Young v. Brock , 2012 WL 385494 (D. Colo. Feb. 7, 2012):  Male pre-trial detainee was groped by a male correctional officer during a pat-down search. The court found that a single, isolated incident was not enough to state a claim under the Fourteenth Amendment.

Broadus v. Timme , 2012 WL 639310 (D. Colo. Jan. 30, 2012): Male inmate claimed that male correctional officer subjected him to constant sexual abuse, and that on several occasions the officer fondled the inmate’s genitals and buttocks, and ground his genital’s on the inmate’s backside.  The court found that the inmate’s allegations were conclusory, and dismissed the claim.

Frierson v. Roberts , 2011 WL 3611484 (D. Kan. Aug. 17, 2011): Male inmate alleged that male correctional officer conducted improper pat down searches on two occasions, by cupping the inmate’s penis with his open palm.  The court found this was not sufficient to state a claim.

Fleetwood v. Werholtz , 2011 WL 1527261 (D. Kan. Apr. 20, 2011) A male correctional officer drove a female inmate offsite to her work assignment.  The officer grabbed her breasts and requested oral sex, which the inmate felt she could not refuse.  The court found this constituted an Eighth Amendment claim against the individual officer, but dismissed the claims against other prison officials, for the inmate’s failure to plead individual states of mind and actions for each defendant. 

Price v. Suarez , 2011 WL 635225 (D. Utah Feb. 11, 2011): Two female inmates in a county jail claimed they were sexually assaulted by a male correctional officer.  The court found that neither the sheriff nor the county could be held liable, as the inmates did not provide any evidence the jail conducted a deficient training, and nothing in the correctional officer’s background would have put the jail on notice that the officer was likely to sexually assault inmates. 
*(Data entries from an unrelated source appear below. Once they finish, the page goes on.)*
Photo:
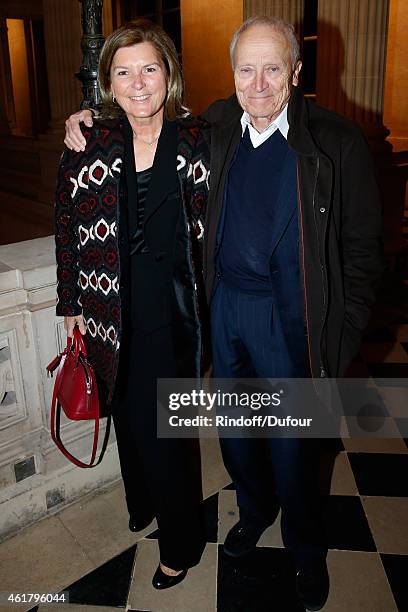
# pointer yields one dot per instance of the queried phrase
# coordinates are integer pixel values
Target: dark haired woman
(128, 219)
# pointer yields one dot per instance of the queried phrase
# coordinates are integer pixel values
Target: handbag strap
(56, 425)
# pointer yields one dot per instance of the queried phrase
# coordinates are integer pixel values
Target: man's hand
(74, 138)
(70, 322)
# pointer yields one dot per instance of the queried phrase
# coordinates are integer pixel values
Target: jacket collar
(299, 135)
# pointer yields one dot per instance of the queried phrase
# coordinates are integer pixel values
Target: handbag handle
(78, 343)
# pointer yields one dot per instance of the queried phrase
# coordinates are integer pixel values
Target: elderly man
(292, 261)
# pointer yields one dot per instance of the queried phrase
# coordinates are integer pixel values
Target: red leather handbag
(76, 391)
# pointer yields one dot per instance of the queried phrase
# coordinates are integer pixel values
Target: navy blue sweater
(252, 194)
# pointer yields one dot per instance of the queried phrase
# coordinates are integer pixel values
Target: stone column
(351, 50)
(7, 117)
(62, 30)
(288, 10)
(396, 77)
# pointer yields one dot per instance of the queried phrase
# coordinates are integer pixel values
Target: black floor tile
(402, 424)
(230, 487)
(211, 518)
(108, 585)
(346, 524)
(396, 568)
(260, 582)
(153, 536)
(380, 473)
(388, 370)
(331, 445)
(379, 334)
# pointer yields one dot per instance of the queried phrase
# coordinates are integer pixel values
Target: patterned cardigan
(87, 208)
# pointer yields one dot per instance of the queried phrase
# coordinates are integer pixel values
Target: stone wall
(35, 478)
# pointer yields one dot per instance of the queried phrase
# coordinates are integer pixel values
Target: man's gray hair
(274, 22)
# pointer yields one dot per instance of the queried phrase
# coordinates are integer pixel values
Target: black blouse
(137, 242)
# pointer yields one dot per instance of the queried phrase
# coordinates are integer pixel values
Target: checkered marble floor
(365, 498)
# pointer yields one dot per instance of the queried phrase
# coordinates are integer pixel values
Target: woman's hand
(70, 322)
(74, 138)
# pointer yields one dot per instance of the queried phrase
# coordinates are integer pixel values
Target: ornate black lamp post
(91, 44)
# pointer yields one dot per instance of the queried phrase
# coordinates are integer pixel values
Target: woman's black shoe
(163, 581)
(137, 524)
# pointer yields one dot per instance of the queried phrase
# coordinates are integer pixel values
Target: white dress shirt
(257, 138)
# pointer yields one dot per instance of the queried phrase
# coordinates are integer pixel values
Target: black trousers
(247, 342)
(162, 477)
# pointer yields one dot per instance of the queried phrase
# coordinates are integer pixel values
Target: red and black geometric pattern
(86, 216)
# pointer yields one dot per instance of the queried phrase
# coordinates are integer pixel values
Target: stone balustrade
(35, 478)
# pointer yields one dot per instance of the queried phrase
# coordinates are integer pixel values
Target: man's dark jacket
(340, 226)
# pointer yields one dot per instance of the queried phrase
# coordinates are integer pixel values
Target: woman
(128, 219)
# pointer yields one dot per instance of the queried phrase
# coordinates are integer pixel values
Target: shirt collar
(280, 123)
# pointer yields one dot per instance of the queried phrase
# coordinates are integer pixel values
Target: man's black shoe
(312, 586)
(137, 524)
(241, 539)
(164, 581)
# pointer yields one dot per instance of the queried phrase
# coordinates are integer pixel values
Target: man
(292, 261)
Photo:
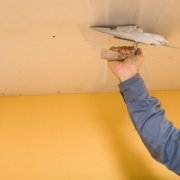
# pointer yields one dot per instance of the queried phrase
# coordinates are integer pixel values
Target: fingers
(139, 52)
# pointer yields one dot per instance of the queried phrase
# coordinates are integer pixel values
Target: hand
(125, 70)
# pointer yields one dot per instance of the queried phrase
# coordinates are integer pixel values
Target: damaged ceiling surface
(46, 47)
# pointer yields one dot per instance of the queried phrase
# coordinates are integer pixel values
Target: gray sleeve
(158, 134)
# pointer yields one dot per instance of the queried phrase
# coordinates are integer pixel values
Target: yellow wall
(76, 137)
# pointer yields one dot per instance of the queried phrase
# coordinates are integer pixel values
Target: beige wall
(76, 137)
(33, 62)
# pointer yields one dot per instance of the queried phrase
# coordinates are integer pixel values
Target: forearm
(157, 133)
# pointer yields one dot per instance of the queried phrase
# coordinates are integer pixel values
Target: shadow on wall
(132, 163)
(161, 17)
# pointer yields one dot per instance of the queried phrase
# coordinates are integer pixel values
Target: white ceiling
(32, 61)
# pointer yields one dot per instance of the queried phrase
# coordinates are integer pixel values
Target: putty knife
(130, 33)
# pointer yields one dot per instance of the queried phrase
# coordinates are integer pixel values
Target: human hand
(125, 70)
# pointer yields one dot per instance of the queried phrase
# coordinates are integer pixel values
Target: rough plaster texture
(47, 48)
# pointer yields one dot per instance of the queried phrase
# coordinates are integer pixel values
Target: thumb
(139, 52)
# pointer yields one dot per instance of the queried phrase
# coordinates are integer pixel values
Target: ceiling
(46, 46)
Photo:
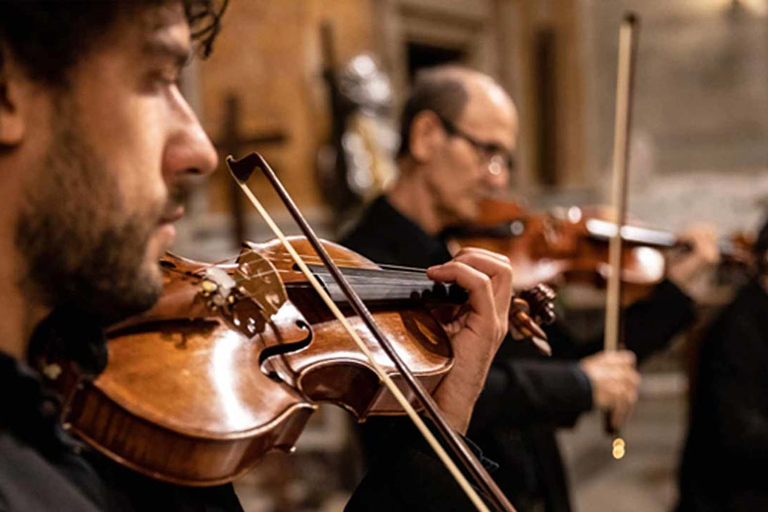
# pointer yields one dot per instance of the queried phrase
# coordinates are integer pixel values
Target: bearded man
(96, 145)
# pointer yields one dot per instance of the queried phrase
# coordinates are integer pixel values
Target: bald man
(459, 134)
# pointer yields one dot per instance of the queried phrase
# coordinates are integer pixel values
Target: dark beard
(80, 247)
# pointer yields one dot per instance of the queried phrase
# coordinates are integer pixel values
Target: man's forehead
(162, 29)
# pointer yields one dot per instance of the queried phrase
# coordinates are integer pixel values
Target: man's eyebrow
(162, 47)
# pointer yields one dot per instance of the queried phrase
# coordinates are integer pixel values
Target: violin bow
(628, 36)
(241, 171)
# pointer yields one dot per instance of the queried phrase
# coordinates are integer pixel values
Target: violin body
(230, 363)
(544, 248)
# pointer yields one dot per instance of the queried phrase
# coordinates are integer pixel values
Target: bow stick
(628, 34)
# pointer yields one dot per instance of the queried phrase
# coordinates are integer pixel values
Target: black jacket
(725, 461)
(525, 398)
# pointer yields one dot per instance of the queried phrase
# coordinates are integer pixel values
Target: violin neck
(383, 287)
(605, 230)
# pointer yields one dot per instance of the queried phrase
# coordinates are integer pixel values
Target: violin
(570, 245)
(233, 359)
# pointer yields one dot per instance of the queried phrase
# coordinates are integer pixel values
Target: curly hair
(48, 36)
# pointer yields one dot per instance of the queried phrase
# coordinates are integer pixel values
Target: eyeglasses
(493, 156)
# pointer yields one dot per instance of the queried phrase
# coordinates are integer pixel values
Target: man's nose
(497, 176)
(190, 150)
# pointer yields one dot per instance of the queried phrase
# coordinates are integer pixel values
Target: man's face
(460, 176)
(105, 172)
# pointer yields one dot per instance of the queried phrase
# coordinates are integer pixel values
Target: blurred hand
(687, 269)
(615, 382)
(476, 330)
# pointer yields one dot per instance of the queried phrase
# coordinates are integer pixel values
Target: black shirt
(725, 462)
(525, 398)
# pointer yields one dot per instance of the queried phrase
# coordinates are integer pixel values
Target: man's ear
(426, 136)
(11, 118)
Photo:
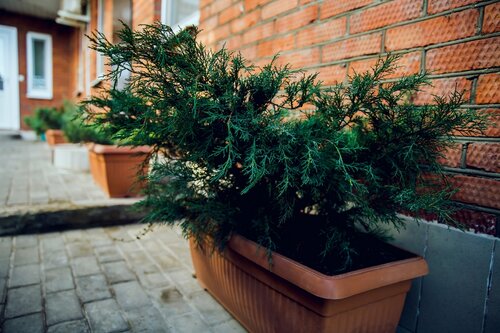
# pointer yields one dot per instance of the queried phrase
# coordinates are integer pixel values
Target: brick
(58, 279)
(494, 118)
(62, 306)
(300, 59)
(385, 14)
(450, 27)
(105, 316)
(322, 32)
(335, 7)
(92, 288)
(218, 5)
(491, 20)
(246, 21)
(488, 89)
(277, 7)
(230, 13)
(297, 19)
(32, 323)
(209, 23)
(23, 301)
(443, 87)
(258, 32)
(451, 156)
(251, 4)
(436, 6)
(476, 190)
(273, 46)
(332, 74)
(472, 55)
(352, 47)
(484, 156)
(25, 275)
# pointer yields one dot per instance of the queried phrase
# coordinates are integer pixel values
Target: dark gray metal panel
(492, 323)
(413, 239)
(453, 293)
Martin v. Creek County Jail , 2010 WL 4683852 (N.D. Okla. Nov. 12, 2010):  Male inmate claimed a male correctional officer used the antenna from his C.B. radio and ran it down the inmate’s buttocks.  The court found there was no Eighth Amendment violation, as it was an isolated incident that did not result in physical injury.

Hall v. Terrell , 648 F. Supp. 2d 1229 (D. Colo. 2009):  A male correctional officer routinely sexually assaulted and raped a female inmate.  The inmate was awarded $354,070.41 in compensatory and $1,000,000 in punitive damages against the individual officer.

C.J.W. By & Through L.W. v. State , 253 Kan. 1, 853 P.2d 4 (1993): A juvenile inmate was sexually assaulted by another juvenile inmate.  The inmate brought suit under the state’s Torts Claims Act.  The Supreme Court of Kansas held that the state owed a duty to protect the juvenile, and was not immune from liability.